Explore as perguntas frequentes para obter respostas claras e rápidas.
Aqui encontrará respostas detalhadas às dúvidas mais comuns sobre os nossos serviços e processos, facilitando a sua experiência.
As expedições incluem caminhadas ou trilhos a pé?
Não. Todas as nossas expedições são realizadas em veículo 4×4 SUV de alta capacidade, garantindo acesso confortável a locais remotos sem exigência de caminhadas ou trekking prolongado para os participantes.
O que abrange a temática de arquitetura vernacular?
O roteiro explora de perto os tradicionais muros e casinas de pedra seca, exemplares únicos da arquitetura pastoril em calcário construídos sem argamassa, enquadrados na paisagem protegida do parque natural.
Onde têm início os percursos guiados?
Os percursos partem diretamente de Mendiga, no concelho de Porto de Mós, mergulhando no coração do Parque Natural das Serras de Aire e Candeeiros para explorar geologia, botânica e arquitetura tradicional.
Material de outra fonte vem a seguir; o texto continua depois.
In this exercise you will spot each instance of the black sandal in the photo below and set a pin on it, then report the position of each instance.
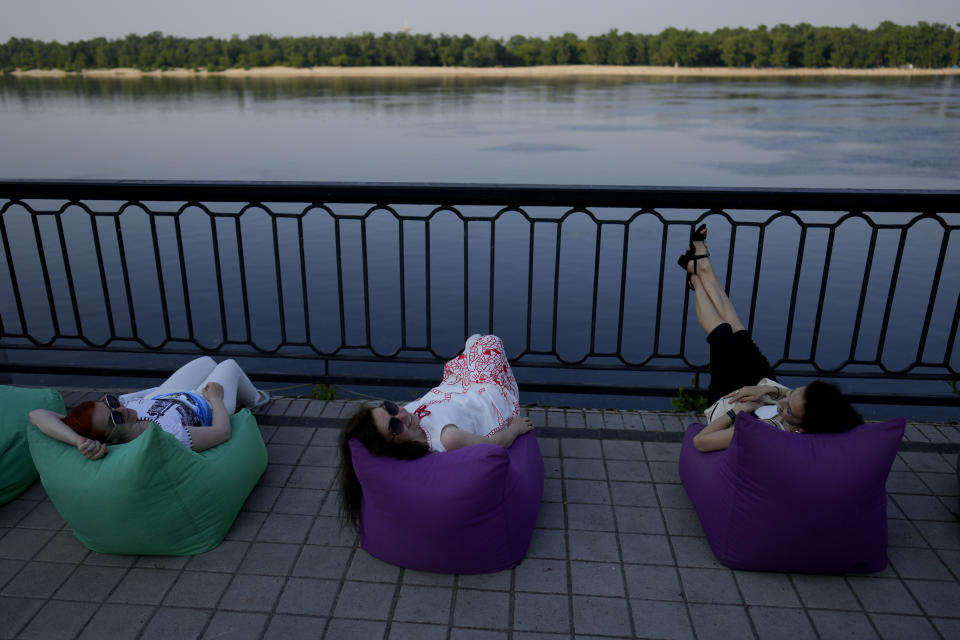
(697, 235)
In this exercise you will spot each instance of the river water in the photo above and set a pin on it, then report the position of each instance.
(898, 133)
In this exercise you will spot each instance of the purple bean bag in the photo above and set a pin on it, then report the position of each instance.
(472, 510)
(779, 501)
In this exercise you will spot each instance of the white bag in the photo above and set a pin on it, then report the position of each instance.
(721, 406)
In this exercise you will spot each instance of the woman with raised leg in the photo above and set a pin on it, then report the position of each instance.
(737, 365)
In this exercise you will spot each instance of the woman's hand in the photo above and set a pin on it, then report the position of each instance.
(749, 394)
(91, 449)
(213, 391)
(516, 427)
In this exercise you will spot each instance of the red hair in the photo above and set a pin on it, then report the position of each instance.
(80, 419)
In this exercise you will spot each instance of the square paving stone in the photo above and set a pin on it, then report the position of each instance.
(143, 586)
(285, 627)
(587, 491)
(639, 520)
(682, 522)
(197, 589)
(628, 471)
(63, 547)
(661, 620)
(580, 448)
(645, 548)
(664, 472)
(634, 494)
(883, 595)
(413, 631)
(768, 589)
(720, 621)
(713, 586)
(936, 598)
(541, 612)
(482, 609)
(778, 623)
(281, 527)
(498, 581)
(825, 592)
(307, 596)
(339, 629)
(252, 593)
(44, 516)
(261, 498)
(594, 545)
(895, 627)
(227, 556)
(38, 580)
(550, 516)
(328, 531)
(918, 563)
(319, 456)
(91, 584)
(590, 517)
(368, 600)
(552, 490)
(365, 567)
(548, 543)
(584, 469)
(58, 619)
(246, 525)
(322, 562)
(423, 604)
(235, 625)
(270, 559)
(115, 621)
(841, 624)
(541, 575)
(597, 578)
(15, 613)
(623, 450)
(22, 544)
(601, 616)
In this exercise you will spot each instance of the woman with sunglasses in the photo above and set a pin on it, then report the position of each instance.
(194, 405)
(476, 403)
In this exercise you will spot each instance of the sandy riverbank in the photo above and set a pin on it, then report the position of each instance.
(495, 72)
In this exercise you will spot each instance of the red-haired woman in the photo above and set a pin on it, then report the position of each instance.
(193, 405)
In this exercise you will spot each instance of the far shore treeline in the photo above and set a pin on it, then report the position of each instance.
(923, 45)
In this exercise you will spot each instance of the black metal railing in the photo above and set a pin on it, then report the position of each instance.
(371, 282)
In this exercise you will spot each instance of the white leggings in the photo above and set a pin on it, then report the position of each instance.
(237, 388)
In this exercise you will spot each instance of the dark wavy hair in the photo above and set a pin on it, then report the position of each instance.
(827, 410)
(362, 427)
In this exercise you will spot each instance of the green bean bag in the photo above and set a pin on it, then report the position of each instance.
(152, 496)
(16, 466)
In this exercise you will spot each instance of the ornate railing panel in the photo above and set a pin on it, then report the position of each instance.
(377, 283)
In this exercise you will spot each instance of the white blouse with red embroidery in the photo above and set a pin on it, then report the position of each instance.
(478, 393)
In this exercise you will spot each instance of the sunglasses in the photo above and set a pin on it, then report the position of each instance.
(396, 427)
(115, 416)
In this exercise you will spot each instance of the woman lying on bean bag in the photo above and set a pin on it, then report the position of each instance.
(737, 367)
(450, 482)
(194, 405)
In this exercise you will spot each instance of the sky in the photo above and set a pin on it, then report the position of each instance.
(67, 20)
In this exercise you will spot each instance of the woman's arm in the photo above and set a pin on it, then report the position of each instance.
(755, 392)
(52, 425)
(717, 435)
(206, 437)
(453, 437)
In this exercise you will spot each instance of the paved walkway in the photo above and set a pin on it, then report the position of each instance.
(618, 553)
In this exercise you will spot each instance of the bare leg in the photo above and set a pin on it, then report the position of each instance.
(712, 289)
(237, 388)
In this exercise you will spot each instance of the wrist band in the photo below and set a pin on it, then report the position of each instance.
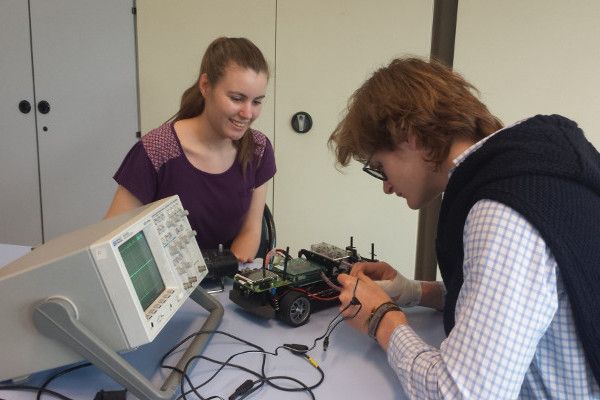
(377, 315)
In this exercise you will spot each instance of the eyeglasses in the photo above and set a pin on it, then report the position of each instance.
(374, 172)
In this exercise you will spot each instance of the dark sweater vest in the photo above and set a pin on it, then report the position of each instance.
(546, 170)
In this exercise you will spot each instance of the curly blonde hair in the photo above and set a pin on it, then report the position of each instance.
(411, 97)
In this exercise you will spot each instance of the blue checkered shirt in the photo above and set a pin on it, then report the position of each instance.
(514, 335)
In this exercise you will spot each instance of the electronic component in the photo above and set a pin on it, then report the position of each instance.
(118, 282)
(290, 288)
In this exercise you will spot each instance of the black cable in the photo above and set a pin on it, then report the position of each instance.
(262, 376)
(34, 388)
(57, 375)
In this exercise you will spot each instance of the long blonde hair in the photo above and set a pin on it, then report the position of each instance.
(219, 55)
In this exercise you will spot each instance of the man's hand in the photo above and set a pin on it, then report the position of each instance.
(405, 292)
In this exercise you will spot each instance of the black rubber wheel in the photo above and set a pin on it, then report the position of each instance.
(294, 309)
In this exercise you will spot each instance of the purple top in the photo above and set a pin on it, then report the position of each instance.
(156, 167)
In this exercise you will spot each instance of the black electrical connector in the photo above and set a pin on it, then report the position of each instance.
(296, 348)
(242, 389)
(111, 395)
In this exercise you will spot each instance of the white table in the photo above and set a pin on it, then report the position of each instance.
(355, 366)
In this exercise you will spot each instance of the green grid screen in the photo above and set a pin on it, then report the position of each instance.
(142, 269)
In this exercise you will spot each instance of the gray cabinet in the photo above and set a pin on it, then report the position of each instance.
(56, 162)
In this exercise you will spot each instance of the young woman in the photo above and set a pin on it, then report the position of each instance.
(517, 241)
(208, 154)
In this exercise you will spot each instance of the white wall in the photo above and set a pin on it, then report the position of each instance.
(533, 57)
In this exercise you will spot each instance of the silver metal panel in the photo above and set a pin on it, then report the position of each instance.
(84, 61)
(20, 220)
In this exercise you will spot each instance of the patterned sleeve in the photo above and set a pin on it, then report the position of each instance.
(266, 167)
(137, 174)
(505, 305)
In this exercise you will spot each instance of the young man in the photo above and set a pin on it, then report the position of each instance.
(518, 240)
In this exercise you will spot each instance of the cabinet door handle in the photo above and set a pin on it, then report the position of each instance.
(24, 106)
(44, 107)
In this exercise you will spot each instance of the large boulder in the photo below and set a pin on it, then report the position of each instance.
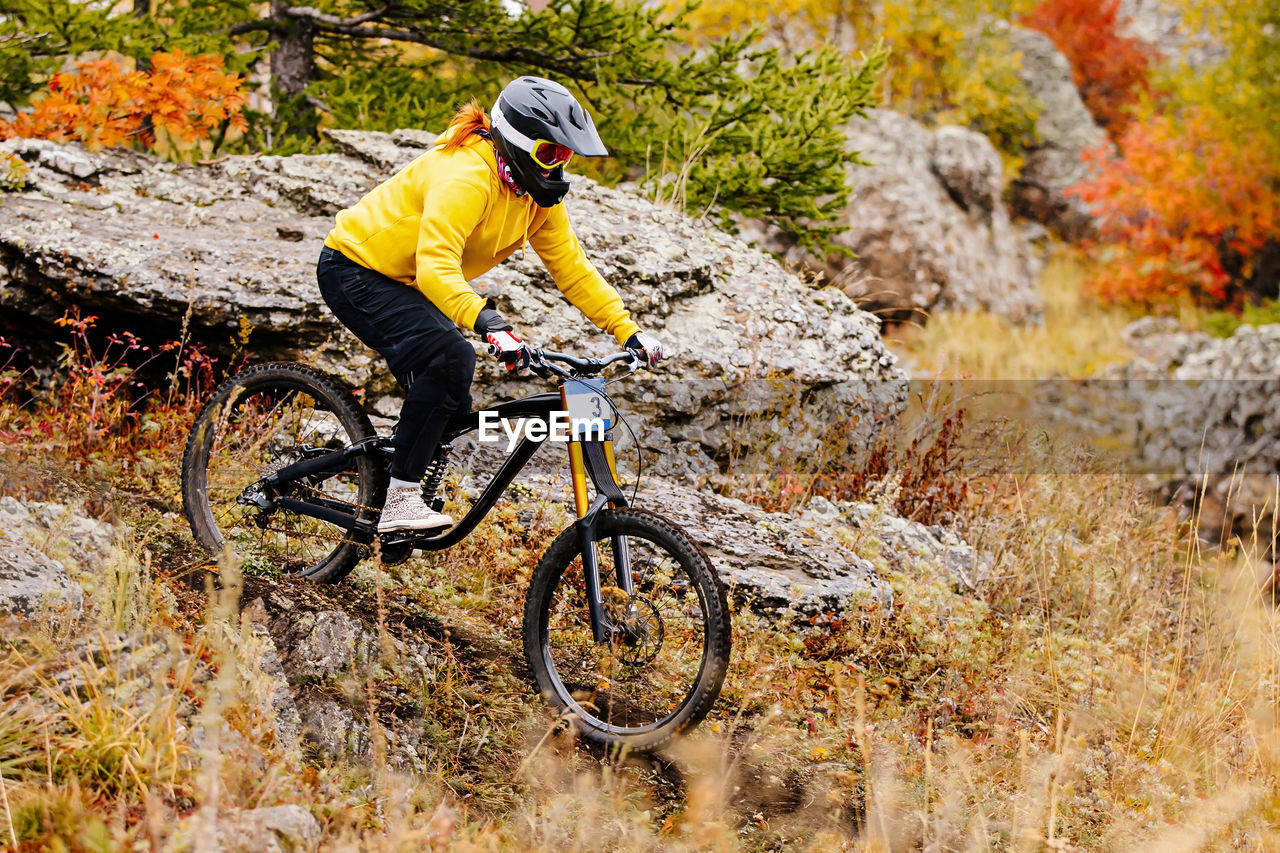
(926, 226)
(158, 247)
(1206, 425)
(1161, 24)
(35, 584)
(1064, 128)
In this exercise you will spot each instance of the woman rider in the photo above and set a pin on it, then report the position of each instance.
(394, 268)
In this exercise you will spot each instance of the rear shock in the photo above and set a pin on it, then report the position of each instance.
(433, 478)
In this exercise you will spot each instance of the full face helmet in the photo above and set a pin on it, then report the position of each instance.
(536, 126)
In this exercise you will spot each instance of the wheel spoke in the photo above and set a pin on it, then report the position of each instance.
(256, 424)
(644, 675)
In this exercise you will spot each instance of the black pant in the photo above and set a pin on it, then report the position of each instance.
(424, 349)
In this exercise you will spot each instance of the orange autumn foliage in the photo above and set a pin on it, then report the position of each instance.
(1110, 69)
(104, 104)
(1183, 210)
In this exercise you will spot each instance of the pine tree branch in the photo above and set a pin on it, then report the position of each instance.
(576, 67)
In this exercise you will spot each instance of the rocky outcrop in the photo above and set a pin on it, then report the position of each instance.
(158, 247)
(926, 226)
(1206, 423)
(1160, 23)
(33, 584)
(1064, 128)
(39, 542)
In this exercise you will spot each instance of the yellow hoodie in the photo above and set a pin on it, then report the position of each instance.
(447, 218)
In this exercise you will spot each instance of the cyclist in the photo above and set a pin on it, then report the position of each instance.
(394, 268)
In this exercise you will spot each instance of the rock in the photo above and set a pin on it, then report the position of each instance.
(1065, 129)
(1161, 24)
(150, 246)
(968, 167)
(62, 532)
(284, 711)
(927, 226)
(333, 728)
(1206, 425)
(329, 643)
(32, 583)
(278, 829)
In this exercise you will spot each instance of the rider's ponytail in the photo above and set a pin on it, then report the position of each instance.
(464, 123)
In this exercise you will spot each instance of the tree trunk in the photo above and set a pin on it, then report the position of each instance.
(293, 62)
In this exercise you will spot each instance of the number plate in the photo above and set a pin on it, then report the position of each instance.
(585, 400)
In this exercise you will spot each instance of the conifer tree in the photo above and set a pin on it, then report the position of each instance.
(728, 126)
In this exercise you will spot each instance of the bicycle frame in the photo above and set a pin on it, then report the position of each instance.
(590, 459)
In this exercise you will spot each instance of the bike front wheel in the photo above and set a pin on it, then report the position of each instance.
(256, 423)
(661, 667)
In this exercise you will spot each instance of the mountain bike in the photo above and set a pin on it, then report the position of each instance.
(626, 628)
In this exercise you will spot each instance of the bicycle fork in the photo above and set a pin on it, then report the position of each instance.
(594, 459)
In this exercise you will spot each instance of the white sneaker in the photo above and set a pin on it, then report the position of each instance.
(405, 510)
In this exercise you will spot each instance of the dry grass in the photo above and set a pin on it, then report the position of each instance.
(1078, 336)
(1109, 687)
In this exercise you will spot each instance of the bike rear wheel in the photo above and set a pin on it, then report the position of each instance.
(256, 423)
(663, 664)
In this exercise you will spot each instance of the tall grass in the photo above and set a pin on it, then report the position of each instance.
(1078, 337)
(1110, 685)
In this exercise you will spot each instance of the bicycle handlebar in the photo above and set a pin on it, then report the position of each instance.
(540, 361)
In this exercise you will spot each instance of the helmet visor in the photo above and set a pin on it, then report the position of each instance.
(551, 155)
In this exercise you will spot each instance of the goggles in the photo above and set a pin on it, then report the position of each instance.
(549, 155)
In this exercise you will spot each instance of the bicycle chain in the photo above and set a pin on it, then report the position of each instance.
(318, 536)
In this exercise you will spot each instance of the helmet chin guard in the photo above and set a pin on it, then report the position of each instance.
(531, 109)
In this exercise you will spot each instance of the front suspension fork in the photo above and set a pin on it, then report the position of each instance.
(595, 459)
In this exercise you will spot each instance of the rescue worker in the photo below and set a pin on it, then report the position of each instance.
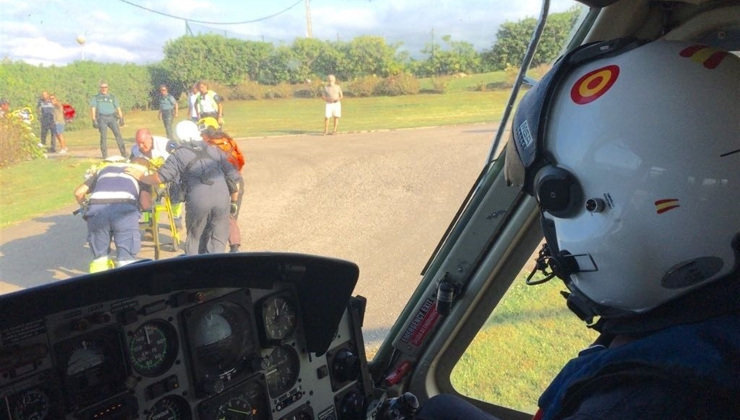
(155, 150)
(641, 223)
(105, 112)
(213, 135)
(209, 104)
(210, 183)
(111, 200)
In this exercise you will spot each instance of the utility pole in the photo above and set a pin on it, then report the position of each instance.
(309, 30)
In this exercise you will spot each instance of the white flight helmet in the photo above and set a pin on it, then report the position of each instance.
(633, 153)
(188, 132)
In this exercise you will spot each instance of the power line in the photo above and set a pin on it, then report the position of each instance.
(211, 22)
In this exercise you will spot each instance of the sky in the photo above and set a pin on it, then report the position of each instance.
(59, 32)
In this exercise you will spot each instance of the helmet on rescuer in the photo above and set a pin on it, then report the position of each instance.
(632, 153)
(208, 122)
(188, 132)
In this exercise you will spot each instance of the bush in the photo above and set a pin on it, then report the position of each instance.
(310, 89)
(247, 91)
(439, 84)
(281, 90)
(401, 84)
(362, 86)
(17, 141)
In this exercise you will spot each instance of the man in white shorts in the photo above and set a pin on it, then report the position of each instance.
(332, 95)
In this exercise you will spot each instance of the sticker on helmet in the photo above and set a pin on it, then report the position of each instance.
(708, 56)
(662, 206)
(594, 84)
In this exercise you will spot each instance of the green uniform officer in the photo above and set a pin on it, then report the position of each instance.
(167, 111)
(106, 113)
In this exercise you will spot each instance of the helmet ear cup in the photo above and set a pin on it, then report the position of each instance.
(558, 191)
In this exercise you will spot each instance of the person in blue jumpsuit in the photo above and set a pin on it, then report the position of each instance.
(210, 183)
(106, 113)
(112, 200)
(639, 204)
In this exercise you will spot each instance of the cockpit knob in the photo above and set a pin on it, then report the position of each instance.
(346, 365)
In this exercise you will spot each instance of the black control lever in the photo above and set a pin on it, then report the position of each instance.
(400, 408)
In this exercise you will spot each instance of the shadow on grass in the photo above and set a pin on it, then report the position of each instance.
(528, 316)
(52, 248)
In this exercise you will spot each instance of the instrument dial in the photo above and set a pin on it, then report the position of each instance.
(279, 318)
(153, 348)
(281, 370)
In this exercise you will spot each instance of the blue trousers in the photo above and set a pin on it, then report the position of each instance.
(105, 122)
(119, 222)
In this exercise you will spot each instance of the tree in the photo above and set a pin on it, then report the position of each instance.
(453, 57)
(512, 40)
(213, 57)
(366, 56)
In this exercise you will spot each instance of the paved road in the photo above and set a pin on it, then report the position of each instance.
(380, 199)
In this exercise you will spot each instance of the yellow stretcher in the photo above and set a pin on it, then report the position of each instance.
(163, 207)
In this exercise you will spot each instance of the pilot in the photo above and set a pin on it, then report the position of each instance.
(112, 200)
(632, 153)
(210, 183)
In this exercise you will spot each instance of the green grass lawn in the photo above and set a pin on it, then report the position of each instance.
(37, 187)
(528, 338)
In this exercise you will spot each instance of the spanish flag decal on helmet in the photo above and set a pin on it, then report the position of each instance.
(594, 84)
(662, 206)
(708, 56)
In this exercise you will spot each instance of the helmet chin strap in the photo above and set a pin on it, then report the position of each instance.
(552, 262)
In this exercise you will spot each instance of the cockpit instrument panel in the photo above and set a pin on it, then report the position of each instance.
(231, 336)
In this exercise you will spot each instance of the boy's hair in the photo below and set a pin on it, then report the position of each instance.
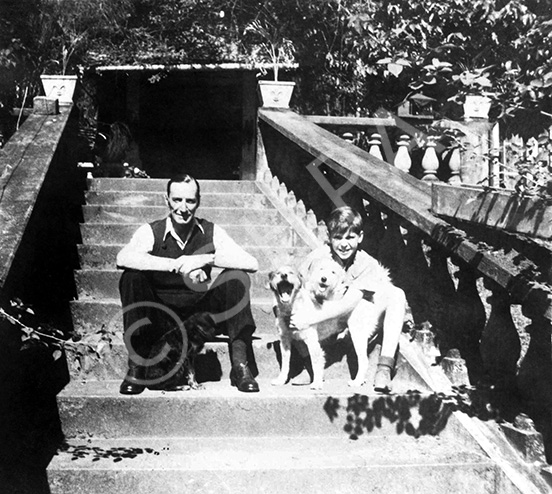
(343, 218)
(186, 179)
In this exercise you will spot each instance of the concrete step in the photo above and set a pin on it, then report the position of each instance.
(160, 185)
(249, 235)
(221, 216)
(275, 465)
(97, 409)
(212, 200)
(214, 362)
(104, 283)
(103, 256)
(89, 315)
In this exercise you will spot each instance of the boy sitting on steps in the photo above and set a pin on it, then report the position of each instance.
(367, 282)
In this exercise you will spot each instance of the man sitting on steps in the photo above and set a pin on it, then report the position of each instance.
(167, 267)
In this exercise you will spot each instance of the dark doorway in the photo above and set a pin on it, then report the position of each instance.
(184, 121)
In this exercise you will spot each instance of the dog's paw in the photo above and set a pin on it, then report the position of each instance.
(279, 381)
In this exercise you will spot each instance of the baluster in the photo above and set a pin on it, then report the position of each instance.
(402, 158)
(494, 170)
(391, 248)
(300, 209)
(500, 345)
(282, 192)
(275, 184)
(322, 232)
(291, 200)
(472, 318)
(374, 229)
(311, 221)
(430, 161)
(267, 176)
(375, 146)
(348, 136)
(441, 294)
(417, 276)
(535, 372)
(455, 164)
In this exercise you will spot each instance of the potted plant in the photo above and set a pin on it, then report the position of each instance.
(525, 209)
(275, 50)
(475, 87)
(64, 31)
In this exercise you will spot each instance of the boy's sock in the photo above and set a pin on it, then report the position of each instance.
(382, 381)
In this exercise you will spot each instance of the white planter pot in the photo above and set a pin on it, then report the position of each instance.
(477, 106)
(276, 94)
(60, 87)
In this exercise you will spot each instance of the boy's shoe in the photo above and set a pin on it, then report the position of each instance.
(241, 377)
(382, 381)
(133, 381)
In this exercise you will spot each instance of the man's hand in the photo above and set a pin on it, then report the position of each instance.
(198, 276)
(186, 264)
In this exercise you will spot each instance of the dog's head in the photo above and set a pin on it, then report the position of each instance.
(325, 278)
(284, 283)
(200, 328)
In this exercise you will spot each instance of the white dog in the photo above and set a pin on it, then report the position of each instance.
(325, 281)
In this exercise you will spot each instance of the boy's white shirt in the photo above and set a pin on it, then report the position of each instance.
(364, 274)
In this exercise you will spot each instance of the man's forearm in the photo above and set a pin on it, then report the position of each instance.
(245, 263)
(145, 262)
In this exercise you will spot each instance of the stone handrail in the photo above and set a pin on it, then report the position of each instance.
(406, 196)
(465, 289)
(24, 162)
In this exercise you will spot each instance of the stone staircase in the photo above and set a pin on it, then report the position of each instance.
(282, 439)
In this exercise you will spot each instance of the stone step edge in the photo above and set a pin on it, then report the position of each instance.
(259, 301)
(275, 453)
(526, 477)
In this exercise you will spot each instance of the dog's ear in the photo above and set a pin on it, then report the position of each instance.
(271, 275)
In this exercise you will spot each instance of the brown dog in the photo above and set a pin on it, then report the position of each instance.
(324, 282)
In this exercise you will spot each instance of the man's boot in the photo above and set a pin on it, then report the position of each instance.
(382, 381)
(133, 381)
(241, 377)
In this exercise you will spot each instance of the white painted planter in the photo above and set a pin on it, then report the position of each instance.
(276, 94)
(60, 87)
(477, 106)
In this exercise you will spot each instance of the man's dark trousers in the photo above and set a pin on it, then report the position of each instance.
(227, 299)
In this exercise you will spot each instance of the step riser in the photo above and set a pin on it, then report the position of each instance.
(160, 185)
(101, 284)
(254, 235)
(214, 363)
(290, 410)
(221, 216)
(103, 256)
(469, 478)
(89, 316)
(253, 201)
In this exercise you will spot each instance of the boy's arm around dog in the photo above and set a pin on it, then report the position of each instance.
(330, 310)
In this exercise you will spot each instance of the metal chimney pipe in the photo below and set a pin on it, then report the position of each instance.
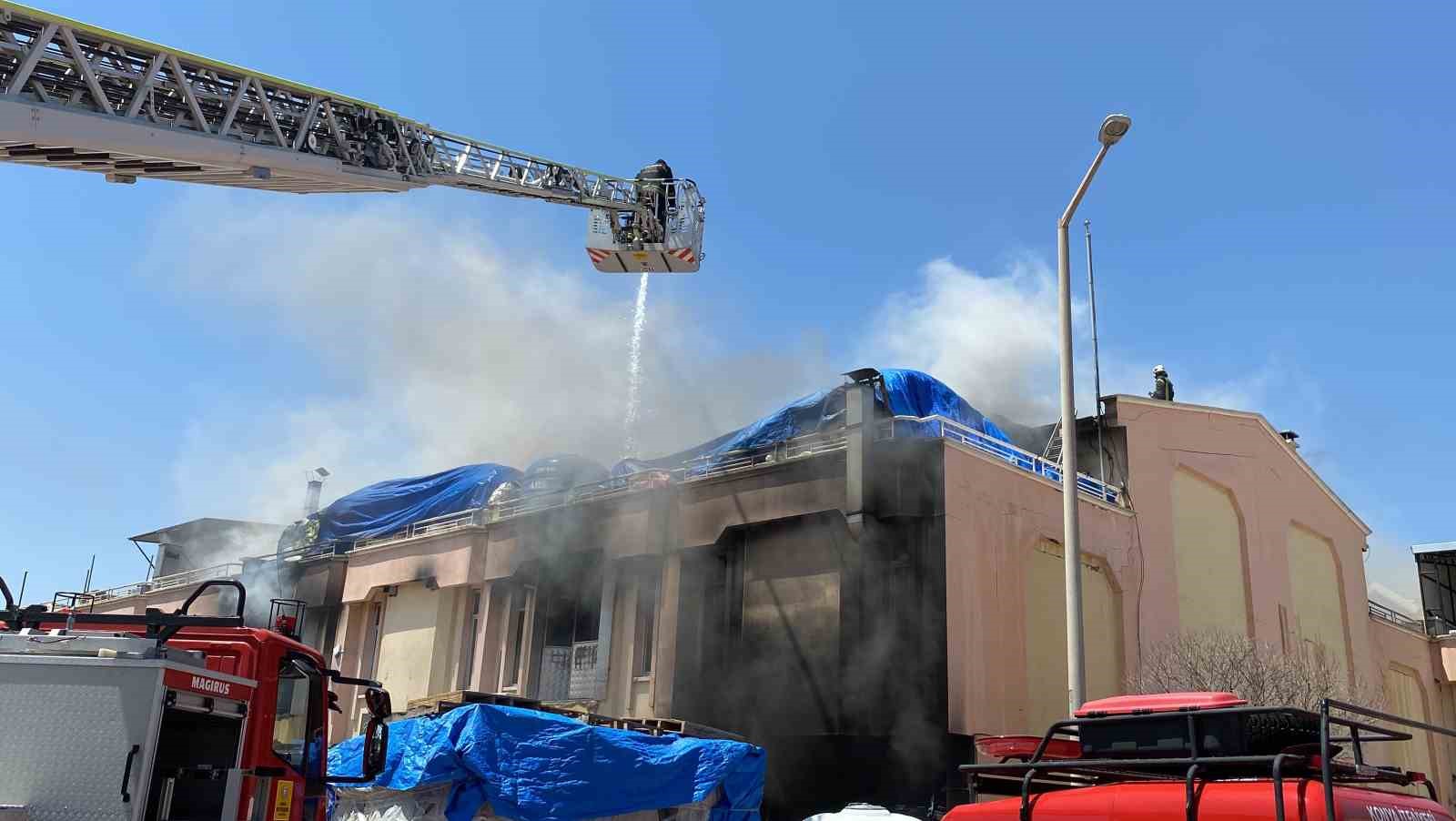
(310, 502)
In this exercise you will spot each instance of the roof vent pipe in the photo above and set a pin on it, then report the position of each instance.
(310, 501)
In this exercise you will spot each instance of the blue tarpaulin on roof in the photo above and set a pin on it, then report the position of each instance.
(538, 766)
(906, 393)
(395, 504)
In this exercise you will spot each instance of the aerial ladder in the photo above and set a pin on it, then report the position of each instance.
(77, 96)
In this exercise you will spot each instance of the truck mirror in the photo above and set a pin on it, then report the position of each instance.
(378, 704)
(376, 747)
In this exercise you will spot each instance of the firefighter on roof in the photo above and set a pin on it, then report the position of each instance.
(1162, 386)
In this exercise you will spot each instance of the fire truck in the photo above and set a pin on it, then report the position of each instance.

Quais são os melhores locais de observação de orquídeas selvagens nas Serras de Aire e Candeeiros?
As áreas de encosta calcária e matos baixos de Mendiga e Porto de Mós abrigam dezenas de espécies de orquídeas espontâneas, cuja floração ocorre entre fevereiro e abril, atraindo entusiastas da botânica para observação direta sem necessidade de caminhadas longas.
As visitas são em formato de grupo grande?
Não. Operamos estritamente em regime privado e para pequenos grupos, assegurando uma experiência personalizada, de profundo respeito pela biodiversidade e adaptada ao ritmo de cada visitante.
Como funciona a observação de bornoletas noturnas no Parque Natural?
Utilizamos estações de atração luminosa estática para inventariar e fotografar a rica comunidade de lepidópteros noturnos.
Calendário Sazonal de Expedições
Descubra o calendário natural da região, concebido para que possa iniciar facilmente e aproveitar ao máximo os nossos serviços.
Fevereiro a Abril (Rota das Orquídeas Selvagens):
Período de pico para a floração de dezenas de espécies de orquídeas espontâneas nas encostas calcárias, acessíveis com conforto através dos nossos percursos 4×4.
Todo o ano (Biodiversidade e Botânica de Altitude):
Foco na flora endémica dos planaltos, polinizadores e ecossistemas de transição do Parque Natural.
Março a Novembro:
Exploração das dinâmicas noturnas de lepidópteros e observação geológica avançada aproveitando as temperaturas amenas de fim de tarde.